Ancien(ne) Directeur de programme Angleterre  du 01/07/2010  au 30/06/2016

Direction de programme : Au sujet du non-soi

Résumé : Le programme vise à interroger de manière systématique le statut du « sujet » dans le contexte bouddhique, notamment au Cambodge depuis l’adoption du bouddhisme theravada entre les 13e et 15e siècles. On se trouve face à une situation culturelle où le « soi » en tant qu’entité distincte de « l’autre » n’existe pas. L’expérience du non-soi n’impliquerait ni une expérience de l’autre en tant qu’autre vis-à-vis d’un sujet (au sens occidental) classique, ni un « autrement qu’être » au sens Levinasien où le sujet ne se constitue que dans la rencontre avec l’autre. Elle relèverait plutôt d’une expérience du soi (si on peut encore se servir du mot dans ce contexte) en tant que dépossédé de lui-même de manière radicale, un « soi » n’émergeant qu’en tant que site de mise en abîme radicale de toute possibilité de subjectivité.
Les bases du projet seront posées dans un large contexte bouddhique. Privilégiant l’analyse des croisements des points de vue esthétique et politique du « sujet », les recherches s’appuieront sur textes et oeuvres d’art canoniques pour traverser diverses périodes historiques et aires géographiques. Le travail de François Jullien, et notamment son étude du nu entre l’Europe et la Chine, servira de point de repère, là où il distingue entre « Orient » et « Occident » selon une série d’oppositions qui trouvent un écho certain dans notre projet.
Il s’agira ensuite d’examiner de près plusieurs pratiques rituelles khmères qu’on peut mettre en rapport avec la doctrine du non-soi.

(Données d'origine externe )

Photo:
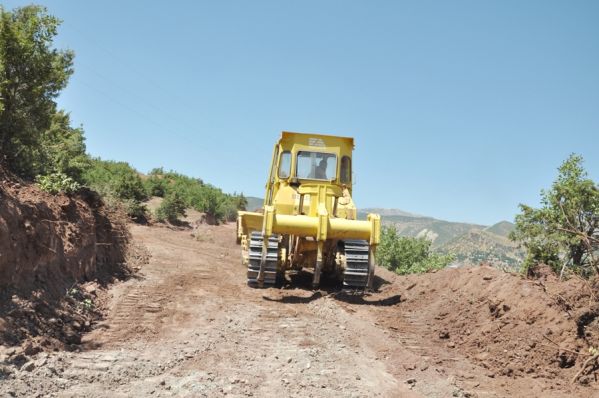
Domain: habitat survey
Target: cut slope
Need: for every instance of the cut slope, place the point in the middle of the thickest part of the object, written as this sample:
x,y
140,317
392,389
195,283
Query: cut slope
x,y
48,243
511,326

Il s’agit tout d’abord d’interroger la possibilité même de ce qu’on appelle la commémoration, dans la mesure où cela suppose qu’on commémore ce qui a trait à quelqu’un, à travers certaines pratiques religieuses fondées dans la doctrine du non-soi. Les « archives » de la vie du Bouddha participent à une opération de mise en abîme où c’est la possibilité (ou l'impossibilité) de commémorer qui est elle-même commémorée.
C’est à partir de ces réflexions que nous rouvrirons le débat sur l’aniconique dans l’histoire de l’art bouddhique, pour ensuite engager une réflexion sur l’État bouddhique. Il faut entendre l’oxymore ou l’antinomie de cette expression. Dans la mesure où il n’est pas sûr qu’un tel État puisse exister, en droit ou en fait, la formulation ne peut se comprendre comme une description ontologique, mais seulement comme un vœux ou un souhait, appelant à un avenir toujours à réaliser. Les recherches nous mèneront à la question des États bouddhiques contemporains qui se mettent en chemin vers la démocratie, et du processus complexe de traduction politique et rhétorique par lequel ceux-ci rattachent leurs origines démocratiques à une religion, si c’en est une, dont les origines se situent en dehors de la tradition européenne.
Un questionnement de la place de la différence sexuelle au sein des formulations – théoriques et pratiques – du non-soi traversera les recherches.